November 29, 2004
News & Opinion: Mathematical Model to Explain Book Popularity?
J.D. Lasica pointed a Mercury News article out in the comments. The article is titled "Researchers Probe Books' Popularity". Researchers at UCLA and UC-Berkeley are investigating "complex systems", ones that would used to describe things like earthquake aftershocks and molecular interactions. They took that methodology and applied it to books sales:
[ Didier] Sornette's crew analyzed 138 books from Amazon's Top 50 rankings -- works that sold more than 30 copies daily, by [Morris] Rosenthal's calculations.
They found that top sellers tend to reach their sales peak in one of two ways. As predicted, many get there because of so-called exogenous shocks: a major media announcement, a celebrity endorsement, a dignitary's death.
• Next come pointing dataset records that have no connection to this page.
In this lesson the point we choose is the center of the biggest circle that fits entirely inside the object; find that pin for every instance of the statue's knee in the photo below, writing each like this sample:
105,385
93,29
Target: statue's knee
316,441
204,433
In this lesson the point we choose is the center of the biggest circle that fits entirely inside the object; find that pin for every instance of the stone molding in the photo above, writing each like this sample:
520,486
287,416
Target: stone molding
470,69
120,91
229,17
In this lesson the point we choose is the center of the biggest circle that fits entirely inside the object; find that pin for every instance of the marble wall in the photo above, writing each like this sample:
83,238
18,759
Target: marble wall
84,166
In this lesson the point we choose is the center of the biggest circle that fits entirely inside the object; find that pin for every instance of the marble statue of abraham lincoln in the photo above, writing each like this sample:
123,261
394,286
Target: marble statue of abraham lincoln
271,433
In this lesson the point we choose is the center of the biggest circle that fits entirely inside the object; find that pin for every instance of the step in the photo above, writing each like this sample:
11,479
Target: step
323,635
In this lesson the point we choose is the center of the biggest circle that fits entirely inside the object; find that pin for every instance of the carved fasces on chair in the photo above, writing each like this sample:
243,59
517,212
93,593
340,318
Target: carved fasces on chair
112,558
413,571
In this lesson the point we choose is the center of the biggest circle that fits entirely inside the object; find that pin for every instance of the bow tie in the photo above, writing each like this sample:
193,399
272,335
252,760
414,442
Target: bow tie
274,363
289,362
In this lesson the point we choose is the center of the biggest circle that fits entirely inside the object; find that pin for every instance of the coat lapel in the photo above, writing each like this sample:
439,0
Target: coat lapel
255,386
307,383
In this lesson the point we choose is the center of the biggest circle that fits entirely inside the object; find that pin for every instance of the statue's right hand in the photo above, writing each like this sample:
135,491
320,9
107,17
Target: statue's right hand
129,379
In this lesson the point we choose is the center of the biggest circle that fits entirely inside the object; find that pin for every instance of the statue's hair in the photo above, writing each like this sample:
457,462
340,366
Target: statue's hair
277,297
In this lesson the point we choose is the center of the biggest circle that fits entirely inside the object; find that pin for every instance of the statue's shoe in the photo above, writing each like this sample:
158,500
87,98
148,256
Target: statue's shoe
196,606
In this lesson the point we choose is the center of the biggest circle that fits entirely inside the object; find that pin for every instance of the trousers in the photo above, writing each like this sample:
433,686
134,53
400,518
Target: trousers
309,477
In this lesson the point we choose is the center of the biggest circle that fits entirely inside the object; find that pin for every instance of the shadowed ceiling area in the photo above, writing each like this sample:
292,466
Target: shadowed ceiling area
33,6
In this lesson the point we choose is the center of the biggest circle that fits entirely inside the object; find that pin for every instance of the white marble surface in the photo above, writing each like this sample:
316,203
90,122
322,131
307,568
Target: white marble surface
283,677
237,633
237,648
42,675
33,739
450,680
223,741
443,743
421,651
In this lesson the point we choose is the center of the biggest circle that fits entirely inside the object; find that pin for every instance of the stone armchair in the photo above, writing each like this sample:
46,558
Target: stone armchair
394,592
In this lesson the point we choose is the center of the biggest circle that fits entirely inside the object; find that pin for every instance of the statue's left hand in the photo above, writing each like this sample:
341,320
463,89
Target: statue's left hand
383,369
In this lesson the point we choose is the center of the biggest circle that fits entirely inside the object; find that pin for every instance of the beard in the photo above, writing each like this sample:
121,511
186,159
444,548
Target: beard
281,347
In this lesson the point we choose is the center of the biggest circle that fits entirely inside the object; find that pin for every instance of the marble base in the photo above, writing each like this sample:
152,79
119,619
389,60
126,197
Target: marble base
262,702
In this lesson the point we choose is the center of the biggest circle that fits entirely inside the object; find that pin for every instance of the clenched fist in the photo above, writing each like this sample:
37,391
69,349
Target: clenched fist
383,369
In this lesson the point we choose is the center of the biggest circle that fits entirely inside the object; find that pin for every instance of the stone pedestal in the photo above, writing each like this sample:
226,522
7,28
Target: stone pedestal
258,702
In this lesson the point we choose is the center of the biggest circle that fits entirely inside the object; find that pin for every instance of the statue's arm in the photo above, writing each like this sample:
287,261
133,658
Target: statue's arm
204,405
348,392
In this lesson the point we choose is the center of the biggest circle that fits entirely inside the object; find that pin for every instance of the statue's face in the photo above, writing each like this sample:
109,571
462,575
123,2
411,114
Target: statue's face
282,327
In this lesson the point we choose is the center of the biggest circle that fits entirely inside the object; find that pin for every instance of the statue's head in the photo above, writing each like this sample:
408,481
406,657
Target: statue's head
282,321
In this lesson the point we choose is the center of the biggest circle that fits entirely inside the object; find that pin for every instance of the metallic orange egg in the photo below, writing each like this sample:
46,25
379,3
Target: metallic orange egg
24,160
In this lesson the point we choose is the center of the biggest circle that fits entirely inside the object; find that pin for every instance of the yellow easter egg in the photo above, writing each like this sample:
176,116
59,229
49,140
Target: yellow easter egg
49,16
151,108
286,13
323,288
In these cases, the instant rise in sales is followed by a fairly quick decline.
Other books inch their way to the top over many months, helped by cascades of tiny ``endogenous shocks'' such as a friend's recommendation. A prime example is ``Divine Secrets of the Ya-Ya Sisterhood,'' which made the bestseller list two years after publication without a major ad campaign. How? It caught on in book-discussion clubs and spurred women to form their own ``Ya-Ya Sisterhood'' groups.
Such books descend the rankings more slowly than those propelled by exogenous shocks. Much more than a one-time radio announcement or newspaper review, ``when people talk to each other, it sticks to the network much more,'' Gilbert said.